A tagset is a list of part-of-speech tags (POS tags for short), i.e. labels used to indicate the part of speech and sometimes also other grammatical categories (case, tense etc.) of each token in a text corpus.

Maltese part-of-speech tagset is available in Maltese corpora annotated by the MLSS (Maltese Language Software Services) part-of-speech tagger based on TnT which is an implementation of a statistical part of speech tagger created by Thorsten Brants

This is modified tagset of default TreeTagger tagset.

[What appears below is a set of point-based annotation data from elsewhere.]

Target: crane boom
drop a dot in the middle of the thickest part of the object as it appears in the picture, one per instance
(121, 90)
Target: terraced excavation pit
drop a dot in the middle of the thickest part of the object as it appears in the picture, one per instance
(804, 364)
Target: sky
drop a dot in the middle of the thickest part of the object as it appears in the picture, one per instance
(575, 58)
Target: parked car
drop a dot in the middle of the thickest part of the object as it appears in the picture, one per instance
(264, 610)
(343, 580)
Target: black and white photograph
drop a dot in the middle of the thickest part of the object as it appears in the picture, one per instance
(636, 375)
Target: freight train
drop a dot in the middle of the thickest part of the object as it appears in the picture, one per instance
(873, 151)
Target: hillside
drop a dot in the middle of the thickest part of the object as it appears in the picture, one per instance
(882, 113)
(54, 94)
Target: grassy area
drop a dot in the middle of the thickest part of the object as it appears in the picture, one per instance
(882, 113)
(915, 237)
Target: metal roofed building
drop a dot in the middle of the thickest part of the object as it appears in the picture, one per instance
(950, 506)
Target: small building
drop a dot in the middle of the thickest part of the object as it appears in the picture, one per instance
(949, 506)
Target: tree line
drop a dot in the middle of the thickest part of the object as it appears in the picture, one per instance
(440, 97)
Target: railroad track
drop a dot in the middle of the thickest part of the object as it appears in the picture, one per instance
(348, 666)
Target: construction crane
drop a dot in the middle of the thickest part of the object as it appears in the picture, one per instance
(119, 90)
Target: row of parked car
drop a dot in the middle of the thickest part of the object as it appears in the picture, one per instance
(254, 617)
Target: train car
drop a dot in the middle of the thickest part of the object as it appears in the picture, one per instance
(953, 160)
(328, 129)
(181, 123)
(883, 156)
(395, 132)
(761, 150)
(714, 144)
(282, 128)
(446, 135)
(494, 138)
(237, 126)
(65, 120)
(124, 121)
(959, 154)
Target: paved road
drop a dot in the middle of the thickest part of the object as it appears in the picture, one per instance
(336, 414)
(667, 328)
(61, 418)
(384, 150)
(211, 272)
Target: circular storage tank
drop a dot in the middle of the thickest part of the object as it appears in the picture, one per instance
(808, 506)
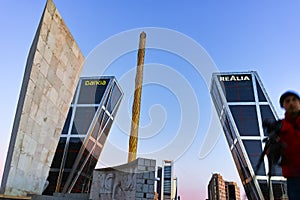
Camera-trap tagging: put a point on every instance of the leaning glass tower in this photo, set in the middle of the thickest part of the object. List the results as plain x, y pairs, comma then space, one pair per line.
91, 114
242, 104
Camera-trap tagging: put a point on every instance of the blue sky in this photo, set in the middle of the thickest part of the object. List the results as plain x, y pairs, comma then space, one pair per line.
262, 36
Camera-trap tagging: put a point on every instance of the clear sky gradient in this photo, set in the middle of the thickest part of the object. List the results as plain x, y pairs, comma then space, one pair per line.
262, 36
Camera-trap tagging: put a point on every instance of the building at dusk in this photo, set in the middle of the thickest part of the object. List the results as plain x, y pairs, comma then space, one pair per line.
90, 117
242, 104
218, 189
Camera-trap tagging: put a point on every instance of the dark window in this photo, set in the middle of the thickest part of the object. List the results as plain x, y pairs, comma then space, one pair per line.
238, 91
254, 149
92, 91
59, 153
97, 128
115, 96
83, 119
73, 150
67, 122
245, 118
266, 114
261, 96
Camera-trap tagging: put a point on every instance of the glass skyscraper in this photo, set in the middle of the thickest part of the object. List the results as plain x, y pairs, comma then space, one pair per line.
86, 128
242, 104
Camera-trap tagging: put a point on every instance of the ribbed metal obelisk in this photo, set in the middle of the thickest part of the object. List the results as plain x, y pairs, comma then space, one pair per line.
133, 140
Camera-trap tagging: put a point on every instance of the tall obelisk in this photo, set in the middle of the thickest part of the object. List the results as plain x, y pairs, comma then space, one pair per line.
133, 140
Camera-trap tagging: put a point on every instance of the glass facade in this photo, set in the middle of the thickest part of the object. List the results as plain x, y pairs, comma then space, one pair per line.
165, 185
242, 104
86, 128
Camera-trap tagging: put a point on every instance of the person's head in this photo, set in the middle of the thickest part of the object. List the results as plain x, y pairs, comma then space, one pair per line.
290, 101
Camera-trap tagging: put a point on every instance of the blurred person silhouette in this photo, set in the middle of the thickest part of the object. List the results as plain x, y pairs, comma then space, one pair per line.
289, 134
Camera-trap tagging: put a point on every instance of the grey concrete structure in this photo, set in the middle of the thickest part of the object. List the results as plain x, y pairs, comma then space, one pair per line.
134, 180
52, 72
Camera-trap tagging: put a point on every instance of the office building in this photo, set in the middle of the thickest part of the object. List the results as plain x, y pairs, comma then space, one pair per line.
219, 189
242, 104
216, 188
83, 136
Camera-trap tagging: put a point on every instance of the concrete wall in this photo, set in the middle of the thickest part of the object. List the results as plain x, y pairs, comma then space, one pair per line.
134, 180
52, 72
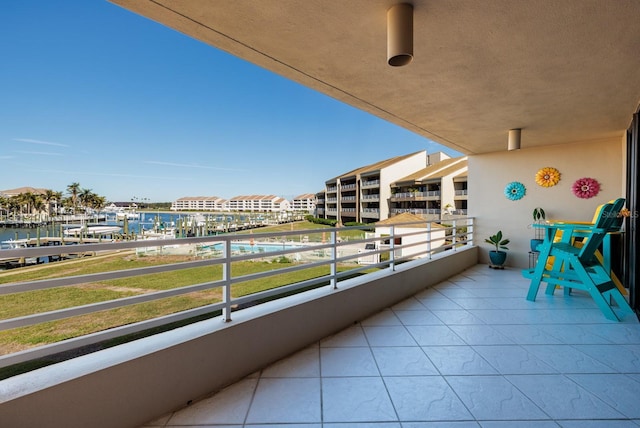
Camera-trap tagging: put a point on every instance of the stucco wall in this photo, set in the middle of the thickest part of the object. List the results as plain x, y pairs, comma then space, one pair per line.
490, 173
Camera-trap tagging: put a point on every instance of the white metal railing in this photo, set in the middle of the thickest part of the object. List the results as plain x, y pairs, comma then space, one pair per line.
332, 247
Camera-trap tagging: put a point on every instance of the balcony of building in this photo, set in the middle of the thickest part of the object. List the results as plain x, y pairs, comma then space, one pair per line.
370, 213
467, 351
371, 197
491, 358
368, 183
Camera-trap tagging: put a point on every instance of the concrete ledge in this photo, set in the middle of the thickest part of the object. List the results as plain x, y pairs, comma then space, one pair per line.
131, 384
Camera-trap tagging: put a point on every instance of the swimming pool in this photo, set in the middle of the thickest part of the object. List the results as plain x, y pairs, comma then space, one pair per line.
255, 248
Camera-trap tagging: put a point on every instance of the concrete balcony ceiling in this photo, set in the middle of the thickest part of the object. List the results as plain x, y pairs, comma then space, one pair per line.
562, 71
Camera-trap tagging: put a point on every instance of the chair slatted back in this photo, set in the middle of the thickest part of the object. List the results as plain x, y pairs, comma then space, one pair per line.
605, 223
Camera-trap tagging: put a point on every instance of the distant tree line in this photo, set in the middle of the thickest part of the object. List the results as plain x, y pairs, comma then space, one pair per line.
76, 200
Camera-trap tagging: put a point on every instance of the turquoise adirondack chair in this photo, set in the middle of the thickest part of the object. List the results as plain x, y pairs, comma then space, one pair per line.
571, 262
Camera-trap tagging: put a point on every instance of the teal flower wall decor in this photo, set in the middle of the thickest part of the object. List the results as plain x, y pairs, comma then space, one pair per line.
515, 190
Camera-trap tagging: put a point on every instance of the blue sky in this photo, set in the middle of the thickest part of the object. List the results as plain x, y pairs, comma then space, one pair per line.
94, 94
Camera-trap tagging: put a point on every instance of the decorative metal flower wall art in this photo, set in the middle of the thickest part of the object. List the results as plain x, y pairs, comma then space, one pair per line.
515, 190
585, 187
547, 176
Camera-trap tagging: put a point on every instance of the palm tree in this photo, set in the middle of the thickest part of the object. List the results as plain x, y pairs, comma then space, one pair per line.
85, 197
48, 196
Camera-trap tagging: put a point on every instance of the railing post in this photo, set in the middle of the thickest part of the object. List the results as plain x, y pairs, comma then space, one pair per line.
333, 280
392, 256
453, 236
429, 239
226, 277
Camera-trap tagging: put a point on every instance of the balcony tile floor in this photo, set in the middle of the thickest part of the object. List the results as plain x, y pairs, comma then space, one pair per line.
469, 352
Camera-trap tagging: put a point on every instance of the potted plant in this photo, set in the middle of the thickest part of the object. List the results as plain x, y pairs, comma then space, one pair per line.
497, 256
539, 217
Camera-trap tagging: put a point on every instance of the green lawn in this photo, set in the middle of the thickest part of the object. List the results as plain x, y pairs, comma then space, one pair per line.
14, 305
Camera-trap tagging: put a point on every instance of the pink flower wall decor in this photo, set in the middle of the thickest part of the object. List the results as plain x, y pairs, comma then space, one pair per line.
585, 187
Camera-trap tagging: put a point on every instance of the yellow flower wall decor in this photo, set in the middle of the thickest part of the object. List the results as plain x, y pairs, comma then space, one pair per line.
547, 177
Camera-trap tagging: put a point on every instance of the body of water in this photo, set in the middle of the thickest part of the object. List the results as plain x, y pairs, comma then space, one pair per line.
147, 221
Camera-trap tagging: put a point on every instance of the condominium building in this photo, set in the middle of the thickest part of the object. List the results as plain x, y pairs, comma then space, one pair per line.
433, 192
429, 186
361, 195
199, 203
258, 203
304, 203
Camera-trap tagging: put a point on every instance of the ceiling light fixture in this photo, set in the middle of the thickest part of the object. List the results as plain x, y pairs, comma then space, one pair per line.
514, 139
400, 34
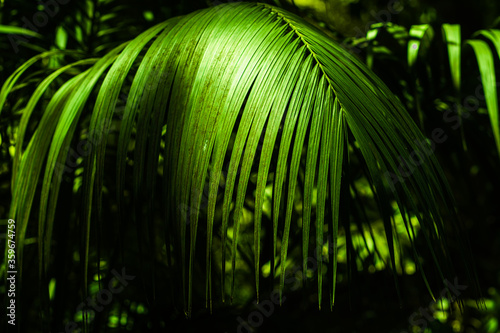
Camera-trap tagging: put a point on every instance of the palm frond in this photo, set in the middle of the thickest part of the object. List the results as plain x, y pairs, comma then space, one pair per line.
219, 82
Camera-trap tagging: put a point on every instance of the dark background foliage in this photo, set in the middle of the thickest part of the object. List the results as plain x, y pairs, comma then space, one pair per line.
366, 298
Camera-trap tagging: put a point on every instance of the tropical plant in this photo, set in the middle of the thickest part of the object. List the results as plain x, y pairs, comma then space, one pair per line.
230, 131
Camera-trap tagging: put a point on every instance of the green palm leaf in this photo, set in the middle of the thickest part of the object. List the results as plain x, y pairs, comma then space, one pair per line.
219, 81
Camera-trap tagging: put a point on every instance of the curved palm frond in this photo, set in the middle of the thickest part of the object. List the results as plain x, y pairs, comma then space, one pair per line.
253, 84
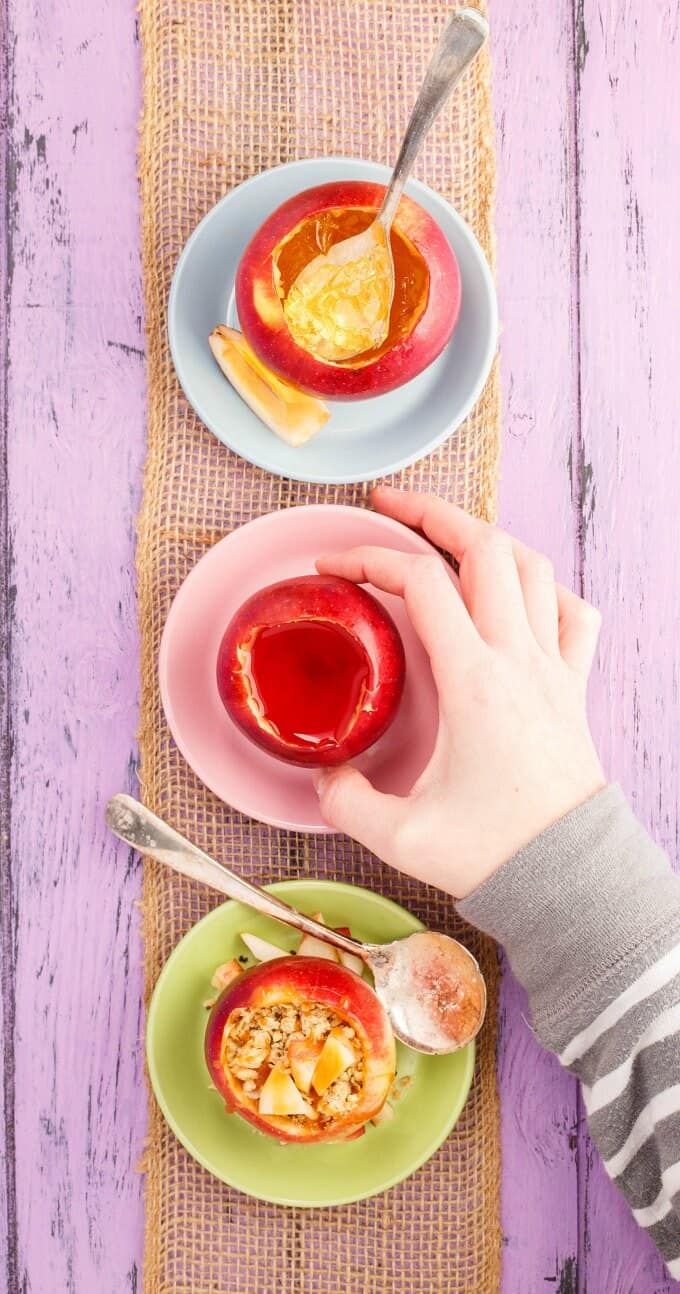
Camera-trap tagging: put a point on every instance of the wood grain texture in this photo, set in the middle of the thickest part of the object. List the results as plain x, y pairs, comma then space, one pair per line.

An Example of a tag in the CQL concordance search box[tag="NN"] finds all common nouns, e.g.  gvern, sena (note: please make sure that you use straight double quotation marks)


POS tag Description
CC coordinating conjunction
CMP complementiser
CS subordinating conjunction
DD determiner
DDC definite determiner, clitic
DP determiner, plural
DQ determiner quantifier
DS specifier, singular
EX existential marker
II interjection
MJ modifier, adjective
MV modifier, adverb
NCI numeral, cardinal, intransitive
NCT numeral, cardinal, transitive
NN common noun
NO numeral, ordinal
NP proper name
NPI initial in proper name
NV verbal negator
PAC particle, aspect marker, continuous aspect
PAF particle, aspect marker, prospective aspect
PD pronoun, demonstrative
PI pronoun, indefinite
PMP preposition ma’ with bound pronoun
PP pronoun, personal
PR pronoun, reflexive
PRP preposition
PRPC fused preposition-article
PT pronoun, possessive
PUN punctuation
RA residual, acronym
RB residual, abbreviation
RD residual, date
RFR residual, formula, mathematical symbol
RFW residual, foreign word
RH residual, honorific
RO residual, other
RS residual, other symbol
UAM (unique,unassigned) multiword utterance
VA verb, auxiliary
VG pseudo verb
VP participle, active, or passive
VV main verb